With regard to the eating issue there are lots of good advice on this thread. I like the help yourself from dishes and be inclined to go with that suggestion.

pagwatch · 10/03/2010 09:13

This is a non issue tbh

My DD eats like a horse but often, when she is at a friends house or out somewhere she is so happy and so busy enjoting herself that she is not interested in food - she sees it as a terrible interuption to her play.

Just put out fingers foods/buffet style stuff or just serve her a smaller portion and assure her that she will not get any pudding or be allowed to get up until both her and your DD is finished .

i wouldn't worry about your DD being in her shadow. Either it is true and this child is hugely gifted in which case that is life and your DD will have to find her own areas to excel at. Or she is just super active and keen and things will even out as the girls get older.

I don't get why anyone has started being unpleasant about this girl. From what the op said she happens to be quite good at stuff for her age and is a very nice child. Calling her a 'prima donna' etc shows a quite bitter attitude when used by an adult about a FOUR year old girl whose only crimes are being good at stuff and not being terribly hungry.

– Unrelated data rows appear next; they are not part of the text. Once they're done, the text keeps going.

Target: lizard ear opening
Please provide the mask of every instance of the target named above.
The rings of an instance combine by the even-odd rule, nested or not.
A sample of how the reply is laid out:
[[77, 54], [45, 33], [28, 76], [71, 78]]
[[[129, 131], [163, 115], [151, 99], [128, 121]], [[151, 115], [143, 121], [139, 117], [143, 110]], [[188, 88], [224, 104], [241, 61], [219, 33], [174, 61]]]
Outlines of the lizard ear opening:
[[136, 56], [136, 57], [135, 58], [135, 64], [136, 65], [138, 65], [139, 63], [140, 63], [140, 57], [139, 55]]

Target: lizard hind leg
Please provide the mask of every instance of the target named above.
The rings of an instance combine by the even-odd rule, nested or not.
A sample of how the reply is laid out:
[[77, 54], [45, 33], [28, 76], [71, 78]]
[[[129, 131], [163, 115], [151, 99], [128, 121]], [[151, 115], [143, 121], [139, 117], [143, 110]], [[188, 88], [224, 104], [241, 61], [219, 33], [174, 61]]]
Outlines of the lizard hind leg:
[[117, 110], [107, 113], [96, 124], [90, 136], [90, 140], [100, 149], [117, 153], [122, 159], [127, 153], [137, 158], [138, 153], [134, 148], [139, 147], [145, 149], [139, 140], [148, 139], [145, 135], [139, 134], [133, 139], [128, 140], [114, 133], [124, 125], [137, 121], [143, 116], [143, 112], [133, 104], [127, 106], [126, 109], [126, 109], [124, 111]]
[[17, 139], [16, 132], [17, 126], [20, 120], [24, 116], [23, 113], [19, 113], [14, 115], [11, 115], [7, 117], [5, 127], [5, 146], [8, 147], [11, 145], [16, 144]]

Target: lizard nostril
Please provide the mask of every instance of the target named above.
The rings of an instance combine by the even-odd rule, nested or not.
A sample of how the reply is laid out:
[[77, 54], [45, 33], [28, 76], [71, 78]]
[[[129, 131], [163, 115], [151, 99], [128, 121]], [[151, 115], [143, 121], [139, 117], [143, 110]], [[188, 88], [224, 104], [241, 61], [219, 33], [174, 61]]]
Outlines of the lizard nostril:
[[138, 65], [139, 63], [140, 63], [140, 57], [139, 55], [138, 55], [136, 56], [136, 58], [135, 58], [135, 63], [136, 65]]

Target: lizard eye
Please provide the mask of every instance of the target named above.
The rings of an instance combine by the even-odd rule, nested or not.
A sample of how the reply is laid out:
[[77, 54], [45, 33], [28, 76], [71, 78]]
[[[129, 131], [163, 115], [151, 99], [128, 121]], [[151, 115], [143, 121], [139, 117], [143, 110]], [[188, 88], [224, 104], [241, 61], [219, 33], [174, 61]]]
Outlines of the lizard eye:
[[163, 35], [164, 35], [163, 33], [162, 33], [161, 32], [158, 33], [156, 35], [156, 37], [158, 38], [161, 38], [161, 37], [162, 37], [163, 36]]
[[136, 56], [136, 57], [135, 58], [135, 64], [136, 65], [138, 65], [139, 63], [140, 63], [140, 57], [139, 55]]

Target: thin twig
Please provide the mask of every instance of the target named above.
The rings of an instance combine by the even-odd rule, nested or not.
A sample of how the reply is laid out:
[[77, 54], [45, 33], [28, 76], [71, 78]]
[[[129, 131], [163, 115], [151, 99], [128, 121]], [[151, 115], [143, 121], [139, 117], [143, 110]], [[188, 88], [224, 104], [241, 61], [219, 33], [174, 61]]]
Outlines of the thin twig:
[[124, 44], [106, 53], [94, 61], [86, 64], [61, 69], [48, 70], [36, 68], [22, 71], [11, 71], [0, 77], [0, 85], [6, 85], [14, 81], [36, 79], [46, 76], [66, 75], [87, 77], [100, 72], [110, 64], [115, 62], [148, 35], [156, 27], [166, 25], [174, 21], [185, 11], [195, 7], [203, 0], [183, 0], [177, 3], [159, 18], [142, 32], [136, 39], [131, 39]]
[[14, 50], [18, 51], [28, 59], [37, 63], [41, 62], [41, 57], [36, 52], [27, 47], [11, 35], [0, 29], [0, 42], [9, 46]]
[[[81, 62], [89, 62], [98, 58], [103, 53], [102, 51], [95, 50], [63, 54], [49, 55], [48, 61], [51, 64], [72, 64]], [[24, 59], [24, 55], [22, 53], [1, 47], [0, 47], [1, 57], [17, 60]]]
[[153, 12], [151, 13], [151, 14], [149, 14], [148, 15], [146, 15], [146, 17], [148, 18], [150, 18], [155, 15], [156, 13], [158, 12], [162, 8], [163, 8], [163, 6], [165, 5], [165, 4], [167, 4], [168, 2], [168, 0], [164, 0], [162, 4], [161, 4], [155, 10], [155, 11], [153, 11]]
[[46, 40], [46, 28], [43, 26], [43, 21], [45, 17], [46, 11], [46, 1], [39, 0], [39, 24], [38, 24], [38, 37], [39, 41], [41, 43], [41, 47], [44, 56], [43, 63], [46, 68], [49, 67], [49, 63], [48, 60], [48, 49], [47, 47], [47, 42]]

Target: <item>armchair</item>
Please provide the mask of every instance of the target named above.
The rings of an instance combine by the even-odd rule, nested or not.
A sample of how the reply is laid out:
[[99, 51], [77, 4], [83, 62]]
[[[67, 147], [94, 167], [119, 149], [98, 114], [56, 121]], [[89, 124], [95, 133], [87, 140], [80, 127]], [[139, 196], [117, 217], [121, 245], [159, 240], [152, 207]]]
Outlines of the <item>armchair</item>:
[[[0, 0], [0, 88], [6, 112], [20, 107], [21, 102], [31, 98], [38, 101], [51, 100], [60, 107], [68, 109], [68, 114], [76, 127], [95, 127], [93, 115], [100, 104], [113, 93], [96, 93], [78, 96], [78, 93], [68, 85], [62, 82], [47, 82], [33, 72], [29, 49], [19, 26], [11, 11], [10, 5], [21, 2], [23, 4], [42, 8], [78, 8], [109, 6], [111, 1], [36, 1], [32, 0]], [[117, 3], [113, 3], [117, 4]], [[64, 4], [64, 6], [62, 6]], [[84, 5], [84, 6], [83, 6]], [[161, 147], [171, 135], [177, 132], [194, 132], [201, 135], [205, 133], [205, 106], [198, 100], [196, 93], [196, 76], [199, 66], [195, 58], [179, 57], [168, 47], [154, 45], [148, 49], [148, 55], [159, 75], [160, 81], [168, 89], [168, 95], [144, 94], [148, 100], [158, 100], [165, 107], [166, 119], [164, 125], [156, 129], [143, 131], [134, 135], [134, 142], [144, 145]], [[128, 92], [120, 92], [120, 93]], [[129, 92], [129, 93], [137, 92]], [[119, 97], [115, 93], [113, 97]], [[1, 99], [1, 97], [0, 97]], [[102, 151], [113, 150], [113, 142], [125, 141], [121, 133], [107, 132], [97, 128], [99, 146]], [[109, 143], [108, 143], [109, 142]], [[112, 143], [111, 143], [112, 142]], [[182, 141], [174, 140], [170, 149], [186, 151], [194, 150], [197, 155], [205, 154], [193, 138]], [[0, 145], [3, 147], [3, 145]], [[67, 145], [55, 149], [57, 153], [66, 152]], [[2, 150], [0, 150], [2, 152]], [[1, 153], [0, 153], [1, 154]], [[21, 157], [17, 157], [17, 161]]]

2rebecca · 10/03/2010 09:40

Agree re just giving her a small amount and leaving her be. If she eats more when she goes home it's not your problem, you provided food.
Kids can be very weird about eating at other people's houses.
I don't see why your daughter's friend being popular at school would cause your daughter to be lonely though. Surely if she has a popular friend then the friend will include her, otherwise she's not a friend? That bit doesn't make sense.
I'd just make tea as usual with a bit more for the girl and let them get on with it. Very few people stay friends with their best friend age 4 anyway so long term it's all a bit irrelevent. Your daughter will develop confidence as she gets older and kids change friends alot at primary school, my kids did anyway. I stopped worrying about it and unless they were being bullied just let them sort it out themselves.

biddyofsuburbia · 10/03/2010 10:42

The only other suggestion I have is that you start feeding the younger two before you call the 4yo's to the table so you've got a chance to get something in them before the other child comes and picks at her supper.

As to the rest of it can only echo what has been said already regarding smaller portions and so on. Do you want to just stop this Monday night arrangement? It sounds a bit like you do because of all this other stuff but are scared of losing the mums friendship if you do. Am I barking up the wrong tree?

thesecondcoming · 10/03/2010 18:36

This reply has been deleted

Message withdrawn at poster's request.